ベトナムから日本語学校へ、過酷な現実 借金返せず不法残留、有罪判決 /奈良

強制送還されたベトナム人留学生が、支援に当たった元同僚の女性に送った手紙。来日して学んだ日本語で謝罪と感謝を繰り返している=兵庫県尼崎市で2018年7月27日午後2時36分、数野智史撮影

 看護師として働く夢を追って来日したベトナム人の女子留学生(25)が先月19日、奈良地裁で出入国管理法違反罪(不法残留など)で懲役2年、執行猶予3年の有罪判決を受け、1週間後に母国に強制送還された。
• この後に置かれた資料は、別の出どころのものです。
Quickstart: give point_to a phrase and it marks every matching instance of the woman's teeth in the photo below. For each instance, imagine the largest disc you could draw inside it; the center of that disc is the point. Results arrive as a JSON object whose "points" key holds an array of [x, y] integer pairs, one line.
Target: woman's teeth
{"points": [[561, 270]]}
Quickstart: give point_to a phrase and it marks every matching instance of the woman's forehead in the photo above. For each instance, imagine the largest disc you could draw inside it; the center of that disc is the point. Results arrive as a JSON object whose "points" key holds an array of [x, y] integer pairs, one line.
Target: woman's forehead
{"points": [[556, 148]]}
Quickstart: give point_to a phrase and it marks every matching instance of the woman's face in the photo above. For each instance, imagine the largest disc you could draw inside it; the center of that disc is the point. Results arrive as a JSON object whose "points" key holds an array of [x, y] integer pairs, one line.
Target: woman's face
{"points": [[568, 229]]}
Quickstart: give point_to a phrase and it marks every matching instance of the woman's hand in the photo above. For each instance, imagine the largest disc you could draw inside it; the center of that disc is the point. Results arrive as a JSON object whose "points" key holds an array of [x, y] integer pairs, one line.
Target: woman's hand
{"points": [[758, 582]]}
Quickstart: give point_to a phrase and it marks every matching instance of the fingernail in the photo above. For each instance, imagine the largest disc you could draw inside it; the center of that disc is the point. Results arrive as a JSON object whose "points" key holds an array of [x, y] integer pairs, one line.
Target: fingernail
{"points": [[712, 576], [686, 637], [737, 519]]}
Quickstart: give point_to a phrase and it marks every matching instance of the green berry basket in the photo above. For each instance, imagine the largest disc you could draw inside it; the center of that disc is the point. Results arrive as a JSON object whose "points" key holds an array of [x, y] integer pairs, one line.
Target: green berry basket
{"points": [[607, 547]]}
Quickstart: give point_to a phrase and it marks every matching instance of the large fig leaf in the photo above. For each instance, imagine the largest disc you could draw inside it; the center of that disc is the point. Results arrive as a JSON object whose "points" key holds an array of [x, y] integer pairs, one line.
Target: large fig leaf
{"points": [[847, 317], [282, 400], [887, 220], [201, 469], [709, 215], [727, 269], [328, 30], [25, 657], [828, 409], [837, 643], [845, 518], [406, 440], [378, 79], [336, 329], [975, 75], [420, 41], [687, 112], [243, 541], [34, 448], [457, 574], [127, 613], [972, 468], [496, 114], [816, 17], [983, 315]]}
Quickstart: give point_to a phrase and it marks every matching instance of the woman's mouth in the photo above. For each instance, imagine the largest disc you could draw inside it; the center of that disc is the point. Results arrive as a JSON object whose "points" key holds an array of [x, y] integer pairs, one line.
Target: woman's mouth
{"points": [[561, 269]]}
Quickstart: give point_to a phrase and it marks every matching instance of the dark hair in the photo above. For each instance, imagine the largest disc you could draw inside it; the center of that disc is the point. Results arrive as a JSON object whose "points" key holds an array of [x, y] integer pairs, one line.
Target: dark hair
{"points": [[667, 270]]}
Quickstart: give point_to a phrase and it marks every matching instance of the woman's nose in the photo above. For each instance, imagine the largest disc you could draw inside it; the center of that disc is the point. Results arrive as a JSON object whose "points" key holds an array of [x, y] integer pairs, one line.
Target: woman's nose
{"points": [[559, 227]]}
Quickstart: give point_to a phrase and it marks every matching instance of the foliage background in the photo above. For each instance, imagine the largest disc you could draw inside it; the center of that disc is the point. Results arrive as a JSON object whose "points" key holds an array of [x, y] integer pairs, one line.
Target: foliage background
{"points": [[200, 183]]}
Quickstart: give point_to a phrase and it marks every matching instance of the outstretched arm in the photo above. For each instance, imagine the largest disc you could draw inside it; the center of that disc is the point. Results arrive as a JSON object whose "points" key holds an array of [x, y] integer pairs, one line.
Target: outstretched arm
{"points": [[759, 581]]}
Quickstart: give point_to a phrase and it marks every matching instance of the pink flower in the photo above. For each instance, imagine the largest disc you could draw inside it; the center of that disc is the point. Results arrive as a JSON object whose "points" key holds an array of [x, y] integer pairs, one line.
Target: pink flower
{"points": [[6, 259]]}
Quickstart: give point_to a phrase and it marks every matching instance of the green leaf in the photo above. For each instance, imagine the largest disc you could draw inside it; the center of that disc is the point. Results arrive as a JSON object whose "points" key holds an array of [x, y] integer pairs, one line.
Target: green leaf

公判では日本語学校で学ぶ外国人の過酷な現実が浮かび上がった。【数野智史】

 留学生は2015年1月に来日し、2年間の予定で宮崎県内の日本語学校で学び始めた。ベトナムで看護師の資格を取得しており、将来は日本の医療機関で働くのが夢。仲介業者に支払う代金125万円は親の借金で賄った。最低賃金が月2万円に満たないベトナムでは大金だが、「アルバイトしながら借金を返せる」との現地業者の説明を信じた。

 ところが来日直後から厳しい現実にぶち当たる。アルバイト先には、希望したわけではないのに日本語学校の系列の介護施設を指定された。制限時間内の週28時間の勤務をこなしたが、「寮費」などの名目で天引きされ、残ったのは月2万円。「借金が返せず、金融機関に実家を取り上げられてしまう」。危機感を募らせ、寮から失踪した。